If you work in B2B industries, LinkedIn can help raise awareness in some ways, particularly if you post regularly in LinkedIn Pulse.
Although a presence on Twitter is encouraged, it may not be the best platform for the awareness stage of the buying cycle. This is largely because the ads on Twitter aren’t yet as focused and successful as those on Facebook, which stores more data on its users due to the nature of the platform.
Having a strong brand voice that speaks directly to your audience can make a real difference in the consideration stage. If a user finds that your social media voice is particularly relevant to them, that can sway them toward your product rather than someone else’s.
Facebook can be a great tool here, particularly if you use the Facebook Pixel. This allows you to gather as much data about your customers as possible so that you can keep your content fresh and relevant to them across all of your platforms.
At this stage, when a potential customer is researching your business, your brand will need to make use of all of its social media platforms. Ensure that your content across platforms is not only relevant to your audience, but also suited to the platform itself.
If a customer is comparing you against your competitors, there is potential to use Facebook ads to target people who have liked your competitor’s page. This allows you to put yourself forward as an alternative to your competitor, and you could even offer these users a deal to really up your game against the competition.
Using Twitter to engage with your customers and audience can be very useful at this point. Of course, retweeting positive messages about your brand will make you look great, but what could give you the edge is also acknowledging when someone has had something slightly negative to say—and showing how your response has fixed the problem. This can demonstrate brand honesty to potential customers, as well as a willingness to make amends for errors made.
Research how your competitors are using their social channels and ensure you are delivering something different and better. If you have a similar tone, be sure to post more regularly and communicate more quickly with your followers. In short, be bigger, better, faster, stronger.
In e-shopping, Pinterest and Instagram are fantastic selling tools which can help you speed up every element of the buying cycle straight to purchase. If your product has a visual appeal, you need to be on these platforms.
Service providers are likely to need targeted Facebook ads in order to convert via social media.
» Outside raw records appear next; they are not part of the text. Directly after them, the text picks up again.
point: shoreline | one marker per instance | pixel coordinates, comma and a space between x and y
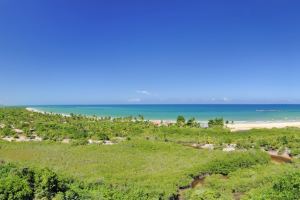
236, 126
261, 125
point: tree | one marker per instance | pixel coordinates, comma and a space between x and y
180, 120
192, 122
218, 122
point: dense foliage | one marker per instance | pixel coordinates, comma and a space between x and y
24, 183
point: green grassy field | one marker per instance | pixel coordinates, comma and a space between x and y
152, 162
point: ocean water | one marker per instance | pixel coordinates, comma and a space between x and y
237, 113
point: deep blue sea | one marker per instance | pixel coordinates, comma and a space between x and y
238, 112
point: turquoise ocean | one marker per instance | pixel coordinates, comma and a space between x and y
202, 112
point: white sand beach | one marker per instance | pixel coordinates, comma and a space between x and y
259, 125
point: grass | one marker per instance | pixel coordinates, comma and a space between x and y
162, 167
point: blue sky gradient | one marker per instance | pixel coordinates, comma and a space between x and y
108, 51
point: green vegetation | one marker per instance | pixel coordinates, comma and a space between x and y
144, 160
218, 122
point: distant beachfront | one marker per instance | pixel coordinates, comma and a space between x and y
238, 113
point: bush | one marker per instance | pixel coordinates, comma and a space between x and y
23, 183
285, 187
218, 122
234, 161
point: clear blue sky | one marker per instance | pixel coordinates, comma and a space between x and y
155, 51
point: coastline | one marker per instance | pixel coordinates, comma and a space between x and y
262, 125
236, 126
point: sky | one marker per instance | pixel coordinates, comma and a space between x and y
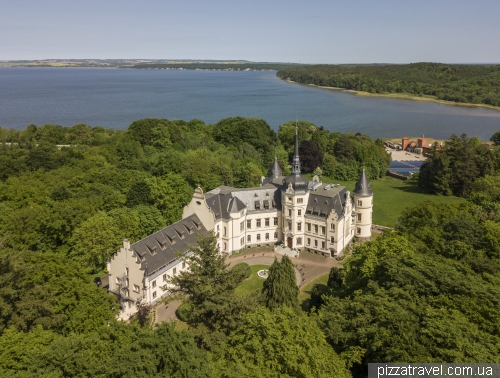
314, 31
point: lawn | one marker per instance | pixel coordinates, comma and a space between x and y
252, 284
305, 292
391, 196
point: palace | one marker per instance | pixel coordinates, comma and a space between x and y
290, 210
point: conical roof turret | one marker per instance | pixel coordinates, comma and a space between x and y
298, 182
296, 159
363, 187
275, 170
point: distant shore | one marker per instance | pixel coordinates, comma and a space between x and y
403, 96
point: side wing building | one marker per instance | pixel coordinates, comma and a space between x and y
289, 210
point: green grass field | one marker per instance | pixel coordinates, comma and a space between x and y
252, 284
305, 292
391, 196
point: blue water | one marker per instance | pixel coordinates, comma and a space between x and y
116, 97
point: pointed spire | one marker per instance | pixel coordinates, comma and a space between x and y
296, 160
275, 170
363, 187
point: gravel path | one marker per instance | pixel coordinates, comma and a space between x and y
309, 266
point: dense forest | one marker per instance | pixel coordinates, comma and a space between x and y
428, 291
473, 84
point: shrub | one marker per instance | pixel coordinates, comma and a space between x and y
184, 311
242, 270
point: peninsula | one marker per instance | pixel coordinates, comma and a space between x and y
450, 84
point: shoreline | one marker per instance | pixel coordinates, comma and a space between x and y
402, 96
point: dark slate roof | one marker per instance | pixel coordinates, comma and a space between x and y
275, 170
323, 201
299, 183
363, 187
159, 249
224, 199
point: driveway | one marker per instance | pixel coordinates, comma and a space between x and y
308, 266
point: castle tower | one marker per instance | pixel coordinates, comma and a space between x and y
363, 204
294, 197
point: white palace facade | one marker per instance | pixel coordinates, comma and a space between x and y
289, 210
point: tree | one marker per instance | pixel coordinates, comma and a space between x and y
311, 157
281, 344
139, 194
170, 194
209, 287
495, 138
280, 288
94, 240
344, 149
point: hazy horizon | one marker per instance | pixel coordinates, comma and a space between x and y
320, 31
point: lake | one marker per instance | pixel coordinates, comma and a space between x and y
113, 98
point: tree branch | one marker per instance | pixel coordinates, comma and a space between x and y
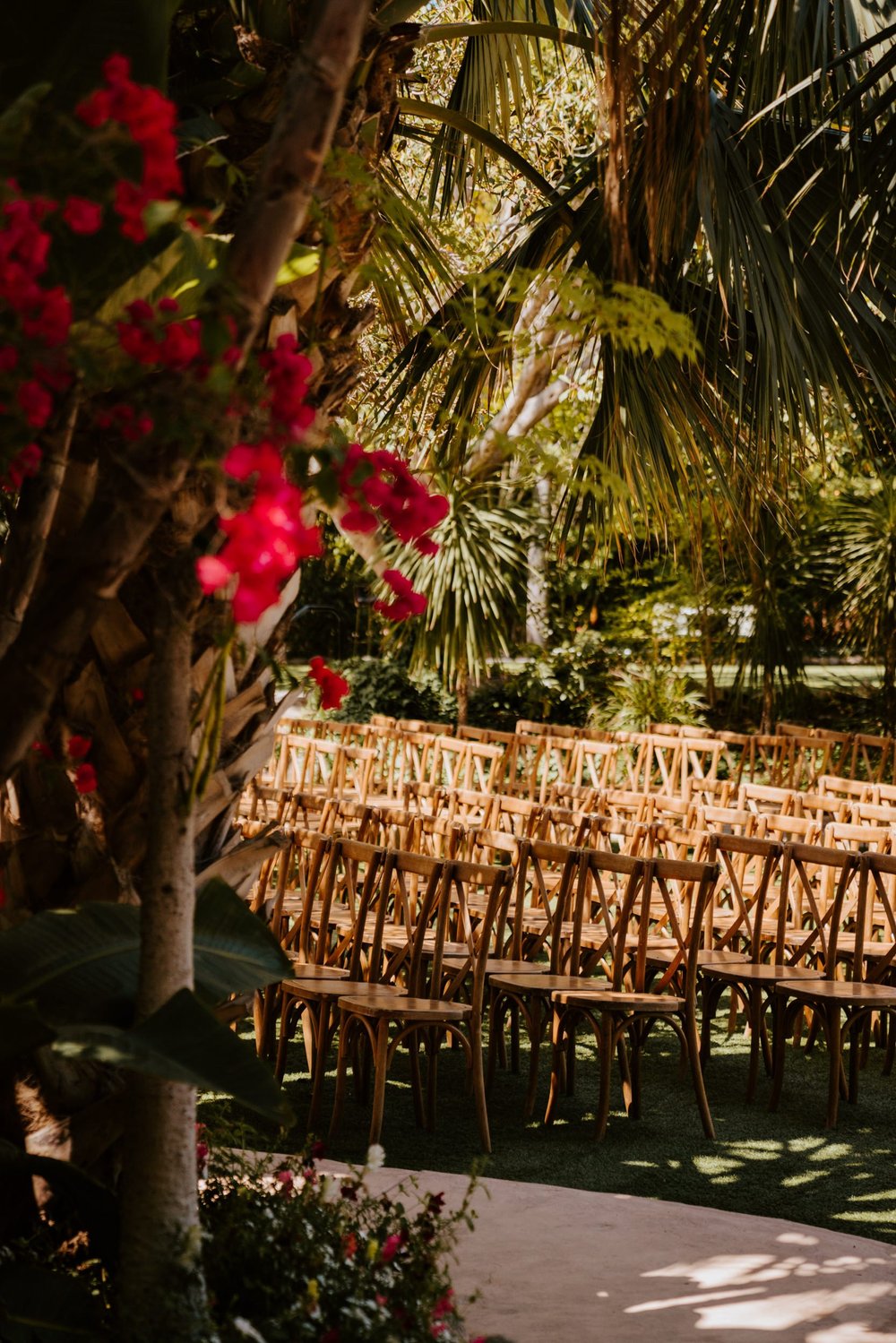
27, 544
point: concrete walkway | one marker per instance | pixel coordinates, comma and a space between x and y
559, 1265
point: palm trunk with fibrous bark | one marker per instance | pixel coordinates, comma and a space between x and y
80, 661
161, 1281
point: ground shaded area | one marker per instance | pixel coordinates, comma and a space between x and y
783, 1165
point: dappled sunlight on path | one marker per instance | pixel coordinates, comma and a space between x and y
575, 1267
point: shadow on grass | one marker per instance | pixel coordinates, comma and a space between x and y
783, 1165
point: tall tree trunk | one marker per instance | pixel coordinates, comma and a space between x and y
767, 699
890, 684
462, 692
708, 659
536, 587
161, 1286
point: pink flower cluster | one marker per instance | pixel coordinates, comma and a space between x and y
77, 750
288, 372
39, 317
406, 602
265, 541
332, 685
382, 490
151, 118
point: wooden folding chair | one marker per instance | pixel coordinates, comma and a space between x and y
626, 1007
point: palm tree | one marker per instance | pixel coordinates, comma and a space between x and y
715, 191
866, 530
474, 586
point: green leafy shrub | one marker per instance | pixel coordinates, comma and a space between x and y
382, 685
651, 693
296, 1254
562, 684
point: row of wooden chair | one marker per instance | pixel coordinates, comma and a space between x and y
381, 761
778, 912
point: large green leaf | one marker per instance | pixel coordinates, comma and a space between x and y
38, 1305
233, 950
81, 965
185, 1042
74, 965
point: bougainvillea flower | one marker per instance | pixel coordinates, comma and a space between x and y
86, 778
82, 217
332, 685
408, 602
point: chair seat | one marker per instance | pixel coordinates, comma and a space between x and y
611, 1001
316, 989
406, 1009
872, 950
754, 974
546, 984
841, 990
712, 957
303, 970
501, 966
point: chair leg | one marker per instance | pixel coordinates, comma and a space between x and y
605, 1060
857, 1034
379, 1080
432, 1076
778, 1046
633, 1106
495, 1036
755, 1037
834, 1063
308, 1034
535, 1026
556, 1061
478, 1087
417, 1087
692, 1037
319, 1072
891, 1045
341, 1066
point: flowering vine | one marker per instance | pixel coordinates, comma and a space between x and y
273, 529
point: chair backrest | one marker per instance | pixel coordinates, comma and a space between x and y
850, 790
664, 895
748, 887
402, 900
763, 796
876, 912
473, 911
807, 907
872, 758
592, 763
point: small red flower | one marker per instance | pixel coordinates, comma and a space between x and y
392, 1246
86, 778
35, 403
82, 217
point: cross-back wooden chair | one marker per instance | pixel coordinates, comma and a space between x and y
855, 986
432, 1006
872, 758
790, 930
625, 1009
540, 920
594, 764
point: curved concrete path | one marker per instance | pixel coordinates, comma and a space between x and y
560, 1265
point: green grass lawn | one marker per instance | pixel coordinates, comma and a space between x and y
783, 1165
Ads targeted to finely-tuned audiences can be conversional, though while Twitter ads can also have conversional value, the targeting options are less refined.
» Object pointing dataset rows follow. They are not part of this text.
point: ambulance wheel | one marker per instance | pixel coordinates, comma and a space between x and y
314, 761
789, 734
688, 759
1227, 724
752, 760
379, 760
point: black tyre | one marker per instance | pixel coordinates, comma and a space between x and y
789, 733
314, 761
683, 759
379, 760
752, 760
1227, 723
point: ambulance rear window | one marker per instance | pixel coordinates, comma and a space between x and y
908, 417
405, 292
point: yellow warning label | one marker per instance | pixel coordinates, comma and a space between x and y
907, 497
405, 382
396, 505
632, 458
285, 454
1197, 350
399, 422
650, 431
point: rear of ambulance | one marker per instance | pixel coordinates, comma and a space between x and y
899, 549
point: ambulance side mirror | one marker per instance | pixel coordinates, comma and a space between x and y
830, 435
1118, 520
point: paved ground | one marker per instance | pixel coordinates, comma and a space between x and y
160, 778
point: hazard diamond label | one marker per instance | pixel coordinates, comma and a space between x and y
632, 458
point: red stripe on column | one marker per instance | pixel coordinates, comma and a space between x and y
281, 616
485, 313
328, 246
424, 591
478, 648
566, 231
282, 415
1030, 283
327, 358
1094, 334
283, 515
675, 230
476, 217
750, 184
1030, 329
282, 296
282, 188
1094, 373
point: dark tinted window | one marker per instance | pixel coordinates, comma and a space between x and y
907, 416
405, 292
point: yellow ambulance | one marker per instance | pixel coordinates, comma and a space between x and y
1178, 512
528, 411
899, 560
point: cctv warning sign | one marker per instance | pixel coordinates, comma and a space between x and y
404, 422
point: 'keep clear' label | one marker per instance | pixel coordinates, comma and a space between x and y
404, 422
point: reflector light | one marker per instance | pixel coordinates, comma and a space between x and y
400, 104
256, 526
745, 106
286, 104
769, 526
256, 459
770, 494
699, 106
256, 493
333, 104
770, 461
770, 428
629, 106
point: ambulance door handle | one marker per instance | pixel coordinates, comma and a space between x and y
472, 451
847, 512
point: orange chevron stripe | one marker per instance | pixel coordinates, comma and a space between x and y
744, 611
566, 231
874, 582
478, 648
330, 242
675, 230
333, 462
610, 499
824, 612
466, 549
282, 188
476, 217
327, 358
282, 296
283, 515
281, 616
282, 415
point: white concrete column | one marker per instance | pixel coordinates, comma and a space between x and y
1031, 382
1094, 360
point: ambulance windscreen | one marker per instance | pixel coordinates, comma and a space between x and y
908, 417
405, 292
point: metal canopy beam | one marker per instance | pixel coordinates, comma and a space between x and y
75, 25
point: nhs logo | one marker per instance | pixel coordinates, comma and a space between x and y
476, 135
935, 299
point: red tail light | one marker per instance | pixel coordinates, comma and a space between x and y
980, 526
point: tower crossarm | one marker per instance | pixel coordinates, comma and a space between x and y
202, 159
After a purchase has been made, ensure there is a call to action that encourages the customer to follow or like your social channels.
Target customers on Facebook that have already bought from you to encourage them to come back. If you sell a product that needs to be replaced at certain points throughout the year, such as deodorant, target ads at customers at the approximate time that they may have run out.
If a customer hasn’t bought from your online shop in a month, post ads that are only visible to them, offering discounts on the products that they have been known to buy.
With visual platforms like Pinterest and Instagram, make sure your images match your brand’s aesthetic, and ensure that you post regularly. If the customer follows you, this will keep them hooked on your images and presence—they must like you or they wouldn’t have bought from you – and make them more likely to purchase from you again.
On Twitter, make sure you are posting about more than just your brand. This keeps your feed interesting to your audience and helps to avoid unfollows. Then when you have a deal or a new product to offer, they will be more likely to take notice.